I have this simple code
import pandas as pd
file = pd.read_parquet('file.rot',engine='fastparquet')
file.rot is a table of data (float numbers) with 5 columns
When I run it the error that appears is this
File ~\miniconda3\Lib\site-packages\spyder_kernels\py3compat.py:356 in compat_exec
exec(code, globals, locals)
File c:\users\josé\onedrive\ambiente de trabalho\draft.py:10
file = pd.read_parquet('file.rot',sep='=',engine='fastparquet')
File ~\miniconda3\Lib\site-packages\pandas\io\parquet.py:667 in read_parquet
return impl.read(
File ~\miniconda3\Lib\site-packages\pandas\io\parquet.py:402 in read
parquet_file = self.api.ParquetFile(path, **parquet_kwargs)

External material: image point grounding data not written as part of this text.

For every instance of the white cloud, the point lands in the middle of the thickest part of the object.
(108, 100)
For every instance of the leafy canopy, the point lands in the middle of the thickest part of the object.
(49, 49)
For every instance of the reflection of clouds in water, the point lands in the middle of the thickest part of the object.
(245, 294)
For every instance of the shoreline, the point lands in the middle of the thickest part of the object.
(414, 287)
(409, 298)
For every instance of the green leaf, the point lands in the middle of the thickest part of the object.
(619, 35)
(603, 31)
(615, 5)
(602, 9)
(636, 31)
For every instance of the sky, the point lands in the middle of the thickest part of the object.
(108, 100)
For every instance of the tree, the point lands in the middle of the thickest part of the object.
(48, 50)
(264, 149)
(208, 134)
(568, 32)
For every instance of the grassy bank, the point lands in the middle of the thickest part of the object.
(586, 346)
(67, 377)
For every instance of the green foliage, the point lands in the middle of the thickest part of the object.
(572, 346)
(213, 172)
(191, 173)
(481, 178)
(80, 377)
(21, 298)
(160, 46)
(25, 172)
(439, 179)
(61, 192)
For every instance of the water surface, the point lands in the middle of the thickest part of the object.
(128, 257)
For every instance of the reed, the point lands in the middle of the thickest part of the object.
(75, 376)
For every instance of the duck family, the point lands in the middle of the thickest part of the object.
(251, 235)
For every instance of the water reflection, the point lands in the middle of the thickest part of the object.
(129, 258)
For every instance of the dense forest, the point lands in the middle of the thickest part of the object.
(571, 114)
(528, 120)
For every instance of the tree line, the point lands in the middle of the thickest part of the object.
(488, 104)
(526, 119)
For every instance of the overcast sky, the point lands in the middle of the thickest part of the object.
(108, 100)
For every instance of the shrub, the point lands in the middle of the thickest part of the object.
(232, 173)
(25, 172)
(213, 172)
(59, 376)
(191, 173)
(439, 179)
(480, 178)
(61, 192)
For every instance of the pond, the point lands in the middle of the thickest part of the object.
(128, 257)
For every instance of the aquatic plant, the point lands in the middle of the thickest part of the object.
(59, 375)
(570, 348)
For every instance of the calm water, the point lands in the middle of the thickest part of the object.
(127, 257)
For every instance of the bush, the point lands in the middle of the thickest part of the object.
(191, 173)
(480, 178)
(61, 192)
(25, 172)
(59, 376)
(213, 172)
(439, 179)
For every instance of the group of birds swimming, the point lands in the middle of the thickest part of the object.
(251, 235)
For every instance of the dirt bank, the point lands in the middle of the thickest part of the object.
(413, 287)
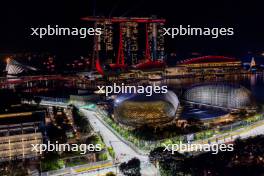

File ~\miniconda3\Lib\site-packages\fastparquet\api.py:135 in __init__
self._parse_header(fn, verify)
File ~\miniconda3\Lib\site-packages\fastparquet\api.py:215 in _parse_header
f.seek(-(head_size + 8), 2)
OSError: [Errno 22] Invalid argument
I don't know what I'm doing wrong, or if i did something wrong installing fastparquet on miniconda
For those interested, here is what actually happens when fastparquet tries to read a file as parquet. According to the parquet spec, the last four bytes of the file should be b"PAR1", and the four bytes before that gives you the size of the footer in bytes. You could pass verify=True
to check for the magic bytes:
>>> fastparquet.ParquetFile('file.rot', engine='fastparquet', verify=True)
ParquetException: File parse failed
This is not the default and not done by pandas. So, fastparquet has assumed the size given in the four bytes preceding, probably some random big number, and seek()
on the file therefore fails, since the location inferred is outside the file.